Note that for IGV to correctly display both VCF and BAM files, they need to be indexed with Tabix and have accompanying .tbi files. Without this index, some features will silently fail to work, which can lead to a lot of frustration and wasted time trying to figure out why.
After loading the VCF and BAM files, the next step is to double-click on any mutation to view detailed information about it in the following window:
Let’s now break down this information and explore what each field means.
This section contains several fields: Allele Counts, Alternative Allele, and Allele Frequency. If reads aligned to a certain position on the reference genome contain different nucleotides, it is said that the position has alternative alleles. These alleles could be due to sequencing errors or genuine variations in the sample genome. To clarify this, we use the AF (Allele Frequency) field. The Allele Frequency (AF) in a VCF file represents the proportion of sequencing reads that support the alternative (variant) allele compared to the total number of reads covering that position in the genome.
When AF is 0.25, 0.75, or other values, these can occur, but they are less common in standard diploid organisms (where each person has two copies of each chromosome). Such allele frequencies can arise from specific circumstances, including:
Mosaicism: This occurs when not all the cells in an individual have the same genetic makeup. Some cells may carry the mutation, while others do not.
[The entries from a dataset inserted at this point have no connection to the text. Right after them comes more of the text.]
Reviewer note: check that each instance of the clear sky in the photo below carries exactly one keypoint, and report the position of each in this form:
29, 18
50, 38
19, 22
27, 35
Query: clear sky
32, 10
This can result in an allele frequency that is neither 0.5 nor 1, depending on the proportion of cells carrying the mutation.
Somatic Mutations: In diseases like cancer, some tissues may acquire mutations that are not present in every cell. For example, a tumor sample may have a mutation present in only a subset of cells, resulting in an AF between 0 and 1 (e.g., 0.25 or 0.75).
Copy Number Variations (CNVs): When a region of the genome is duplicated or deleted, the allele frequency can deviate from the expected 0.5 or 1. For instance, if there’s a duplication of a region with three copies of a gene, and two copies carry the reference allele while one carries the alternative allele, the allele frequency could be around 0.33.
After variant calling and generating a VCF file with all mutations, the next step is typically to annotate these mutations. This is usually done with NGS annotation tools, the most popular being VEP, Annovar, and SnpEff.
While a detailed explanation of these tools is beyond the scope of this post, it’s worth mentioning that each tool adds a specific INFO section to each variant in the VCF file. These sections are displayed in the Variant Attributes block by IGV.
In our example, we see a CSQ (Consequence) block, which was added by VEP. SnpEff provides similar information under the ANN tag. Other tags, such as IMPACT, may also be added.
In the CSQ block, each mutation is annotated with potential consequences, typically categorized by different transcripts, with corresponding Ensembl IDs. The consequences on a certain transcript are grouped into several categories:
A genome browser like IGV is often the first tool you'll use to visualize and explore your variants, offering a clear, intuitive way to navigate complex genomic data. Once you’ve loaded your VCF and BAM files, IGV helps you see how variants are distributed across the genome, their associated gene regions, and the underlying sequencing depth.
The next crucial step is analyzing these variants—known as variant interpretation—and this is not always an obvious task. It involves assessing the potential biological impact of each variant, which requires the use of additional tools like VEP, Annovar, or SnpEff for annotation. These annotations help determine whether a variant is likely benign or harmful, as well as its relevance in the context of diseases or traits.
While genome browsers give you a strong starting point, successful interpretation demands a deeper understanding of the biological context and further integration of various data sources to draw meaningful conclusions from your genomic information.